One example was when she needed a new school building in 1873 in Trinidad, Colorado. She borrowed a crowbar and went on the roof to begin detaching adobes. A prominent woman passed by and asked “For the love of God, Sister, what are you doing?”

Sr. Blandina told her she needed a new schoolhouse. The woman asked how many men were needed. Sr. Blandina replied, “We need not only men, but also straw, moulds, hods, shovels — everything it takes to build a house with a shingle roof. Our assets are good-will and energy.”

The woman replied: “I go to get what you need.” Within an hour, she came back with six men and supplies. Eventually, town carpenters offered to help, and merchants gave nails, paint, etc. Sr. Blandina herself carried the hod for the town plasterer (and taught him a new method!).

A Jesuit pastor told others he was observing a case study in human nature in that good will and tactfulness were building a schoolhouse. Even the bishop came to see the “schoolhouse being built without money.”

Furniture for Our New Church

My parish has a satellite church in a very poor part of town. When some of us visited the church, we were appalled by what we saw. The church consisted of three plywood sides with a tin roof. The fourth side was open, and the floor was dirt!

The partial shell of an earlier attempt to build a nice church was still there, so we decided to raise the money and build on that site.

Thanks to a large donation from one parishioner, the remainder that we needed to raise was within reach. The simple but lovely church got built. However, we did not have enough money for furnishings.
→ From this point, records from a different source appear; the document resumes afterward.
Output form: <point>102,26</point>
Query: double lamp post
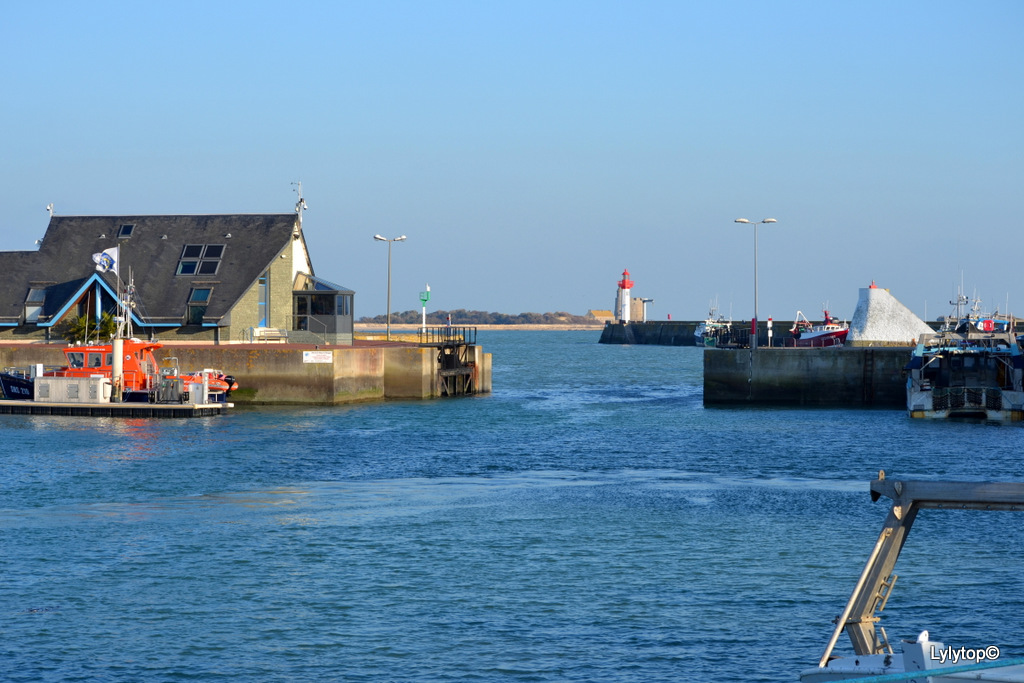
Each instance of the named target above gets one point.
<point>754,323</point>
<point>383,239</point>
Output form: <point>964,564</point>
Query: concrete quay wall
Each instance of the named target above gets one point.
<point>826,377</point>
<point>272,374</point>
<point>660,333</point>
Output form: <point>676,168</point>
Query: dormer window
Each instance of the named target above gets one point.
<point>199,299</point>
<point>200,259</point>
<point>34,304</point>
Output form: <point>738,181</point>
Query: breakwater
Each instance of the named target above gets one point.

What to do? A convent about 400 miles away was closing, so two parishioners traveled there to ask (beg) the Mother Superior for anything she could donate from their chapel. We got a lot of good accessories!

However, we still didn’t have pews. The people were sitting on rickety folding chairs and a few pews loaned from the main church, but it was far from enough and, of course, looked ugly in that brand new church.

God Sends a Solution

Image by chapay from Pixabay

As Providence would have it, I was at the Religious Education Congress in Los Angeles that year. Among the exhibitors, I saw a church furniture manufacturer.

So, I asked one of the salesmen, “When a church puts in new pews, what happens to the old ones? Do they ever get donated to someplace else?” He said that they did, and he promised to put my name on a waiting list.

This blessed man called me several months later. A church doing a renovation was willing to donate its old pews, which were in good condition. Our part was to arrange for the transportation.

That meant more fundraising and lots of logistical tangles, but we got it done. Hiring that truck and crew was a lot cheaper than buying a church-full of furniture!

Although we did all this to get furniture for our satellite church, it turned out that what we got was a perfect match for the main church. The pews we had were a dark wood clashing with a beige interior and were the wrong size. We wasted a lot of space that we needed to provide more seating.

The new church has dark accents; we realized our pews would look great there and fit well. A swap solved the furniture problem in two churches, and we had enough left over to furnish our chapel too. Parishioners in both places have been thrilled with the results.

All it took to accomplish this transformation was to ask the right person the right question — and apply “good-will and energy.” The Lord took over from there. Ask and thou shalt receive.